School is almost out. If your family is like mine, you're ending this school year just like you ended the last one -- limping across the finish line like it's the end of a 100-mile ultra-marathon through Death Valley.
My son's school has already wrapped up standardized testing and so, best I can tell, the teachers have stopped teaching.
Fine by me. Now we wake up early and make lunches just to satisfy a days-behind-desk requirement that was apparently thrown off because of the "cold days."
(Here in Florida, we never got any actual snow. School was canceled for several days simply because it was ... cold. And, yes, all of you northern readers are free to laugh. Especially considering that cold, in Florida, means any day with lows below 30.)
But I digress. Summer is now stretching out before us like the drink station at the finish line and we are eagerly making our plans.
Our plans include lots of swimming, a few summer camps and every Vacation Bible School within a 20-mile radius of my house.
And at least one big road trip.
Take an epic road trip.
Military families do a lot of road trips, don't we? We do them because we generally don't live near our extended families and airfare is too expensive.
We do them because previous assignments mean we have friends everywhere and we want to visit them.
We do them because the Must-Do Parent is deployed or TDY or just insanely busy, and we want the days to pass faster.

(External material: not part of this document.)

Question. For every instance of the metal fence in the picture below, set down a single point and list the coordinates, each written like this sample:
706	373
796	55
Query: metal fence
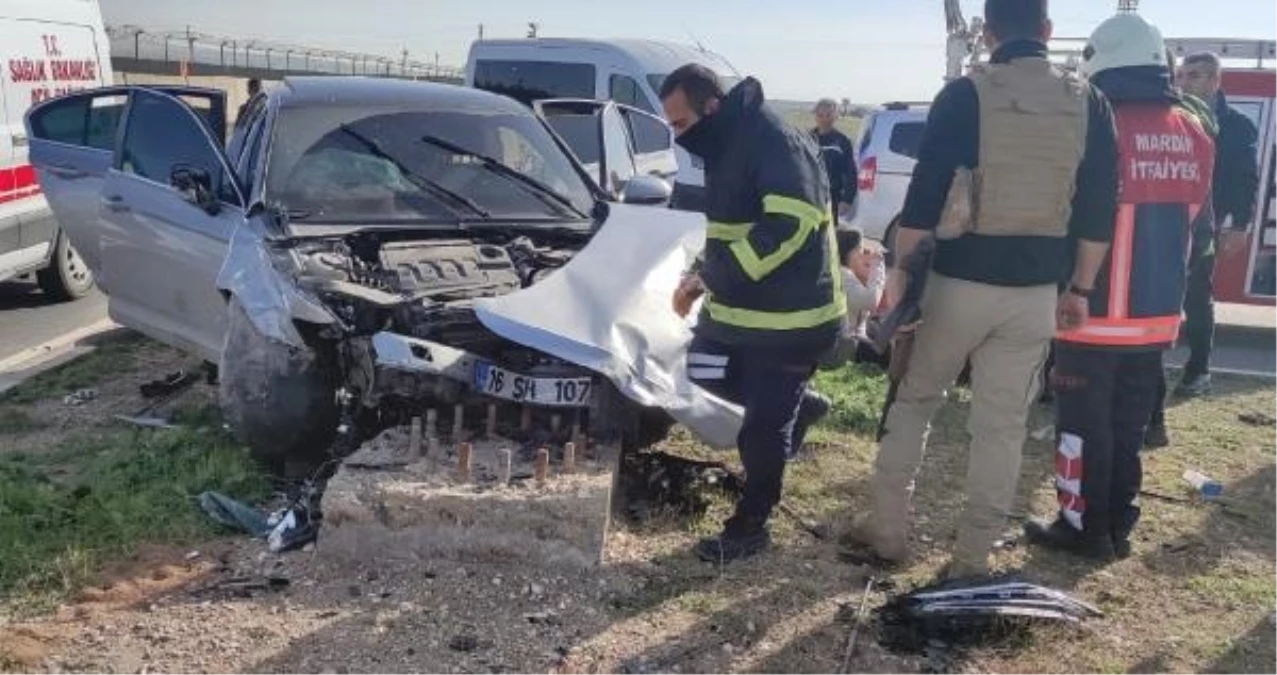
193	50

Whatever the reason, we hit the road. Last summer, with my husband deployed, I took my three kids (then ages 8, 4 and 1) on an epic road trip.
We started in Florida and drove all the way to Maine on a month-long, loosely American history-themed driving adventure. (Full disclosure: Only the 8-year-old got to go all the way to Maine. The two little ones got dropped off with their grandparents at the halfway point in Virginia.)
We visited friends along the way, toured historical sites, ran through fountains, ate a disgusting amount of ice cream and spent lots of time just hanging out.
What does epic cost?
Lest you wonder about the cost of such a trip, ours broke down like this:
Attractions: $100* (approximately).
Total = $2250.
*Now let me explain. We only stayed in hotels about half of the time. Instead, we visited friends and relatives along the way, which was a major reason for taking the trip.
Also, a while back I discovered the Priceline phone app. Other booking services probably have similar apps.
The app allows you to bid on hotel rooms, then books the room for you. I learned that after 3 p.m. on the day you plan to check in, hotels will accept ridiculously low offers because it's so late in the day that they're not likely to get a full-rate paying guest anyway.
How to get the lowest price hotel room.
Here's how you get the lowest price on your hotel: Drive into a city early in the day. Cruise around seeing the sites until you find a neighborhood you'd like to stay in. Wait until after 3 p.m. and then use the app to make a reservation.
Don't worry about bidding too low. You want to bid too low. Just keep lowballing your bids until someone accepts one. We got amazing, $400-a-night rooms for just $75.
Only once did we pay (just slightly) more than $100 for a night's stay. That was in Boston. And that room was totally worth it.
Also, in New York City, where hotels are never cheap, we scored a very nice room in this beautiful old hotel, located in a charming and very safe neighborhood, for just $95 a night because we were willing to stay somewhere with a shared bathroom.
Would I have rather had a private bath? Of course. Was it worth $200 more a night to have one? Not at all.
We did look into staying in accommodations on military installations, which usually have very reasonable room rates, but we honestly got better deals, with fewer hassles, using the Priceline app.
Find military family deals on attractions.
As for the attractions, if you haven't already noticed, I'm something of a deal hunter. I quickly discovered that there are many free attractions, particularly historical sites.
Also, each summer, military families can take advantage of Blue Star Museums, a collection of museums nationwide that have agreed to allow military families in for free -- we got to go to the incredible Museum of Natural History in New York for free this way.
Finally, my family already has memberships to a science museum and a zoo. By checking for reciprocal admission agreements here and here, we were able to use our memberships to get into other museums and zoos up and down the East Coast for free.
But we did have to pay full price to go to this dinosaur park. And, as my son would tell you, it was totally worth it.
Beef up your food budget.
As for food, I already budget about $300 per week for my family to eat, so I applied that our roadtrip budget and added about $100 more because we ate out more often.
This is where traveling with kids is kind of nice. They don't have the most discerning tastes.
We tended to have one big (i.e., restaurant) meal each day and tried to stay in hotels that offered free breakfast, where we usually grabbed a couple of apples, bananas and granola bars to take with us.
The other meal and snacks were often picnics, fast food or from street vendors.
That's it. If you've got the time to travel, a sense of adventure -- and a reliable family vehicle with a good DVD player and wireless headphones, you can can take an affordable, long roadtrip, too. Complete with epic memories.